Giovanni Spadolini: the man to set the pace of Italy's new government

The confirmation of the government of Giovanni Spadolini, Italy's new prime minister, and the first since the founding of the republic not to be a Christian Democrat, now seems a certainty.

The Senate approved his government by a confortable majority July 9, and the lower house is expected to follow suit.

But there will probably be very little change in practical, everyday terms, and his premiership will have almost no effect on Italy's man in the street. Spadolini's occupancy of the prime minister's chair may have turned things upside down -- his Republicans numerically count least in his coalition, and hold only 4 percent of the seats in parliament -- but the Christian Democrats insisted on and got more than half, or 15 of the 27 Cabinet seats. This means any Cabinet decision will need their approval.

They also remain the biggest party in parliament. Most of their Cabinet members are old-timers at that job, so the Spadolini Cabinet does not "look" much different from others of the last 10, 20, or 30 years, except that the man presiding over the Cabinet meetings, and the man who will speak for the government before parliament and the public, happens to belong to the Republican Party. At best, the rotund Florentine bachelor will set the tone and perhaps the pace of the new government.

After more than 35 years under the Christian Democrats, Italian government may change in small ways with the Spadolini premiership. And those little changes could mean a lot.

The prime minister faces three immediate problems in Italy: moral, civil, and economic.

The moral emergency could be summed up in the current P-2 scandal, referring to a Masonic lodge called the P-2, in which nearly 1,000 important politicians, bankers, generals, and admirals were enrolled and which, or so it is said, was planning an eventual coup.

Spadolini said that all secret societies were to be outlawed, and those members of the P-2 lodge would be suspended from any public office. (The P-2 scandal is the only one involving members of the country's military- industrial complex, and the Christian Democrat Party.)

The civil emergency is terrorism, which took another victim July 6. The economic emergency in one word is inflation, which has been moving for the last three years at an annual rate of 20 percent. (The Italian government, and the individual citizen, is living beyond its means. Italy imports 85 percent of its energy and about 55 percent of its food.) If Spadolini deals with success with even one of these emergencies, he will have done well.

Giovanni Spadolini's novelty is not only that he is not a Christian Democrat. He is not strictly speaking a dyed-in-the-wool politician.

He became a full professor of contemporary history at Florence's university at the age of 25. He founded a politico-cultural review, and began turning out volumes of history, including one on relations between the Italian laic (secular) state and the Vatican. He was offered the editorship of Bologna's daily, Il Resto del Carlino, and a few years later the editorship of Milan's Il Corrier Della Sera -- Italy's most influential paper.

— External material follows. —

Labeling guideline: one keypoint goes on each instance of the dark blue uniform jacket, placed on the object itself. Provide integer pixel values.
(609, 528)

He was dismissed by the owner in 1972 and immediately offered a candidacy in the Senate on the Republican ticket. He accepted, joined the party, and was elected.

When Ugo la Malfa died two years ago, the Republicans decided that Spadolini was their best man, electing him party chairman. When the Christian Democrats couldn't get their act together last month, Sandro Pertini, the somewhat impetuous Italian President, decided to try someone not from the Roman Catholic party. Spadolini, being head of the smallest governing party, could not have many enemies, his party was relatively free of corruption. Spadolini got the job.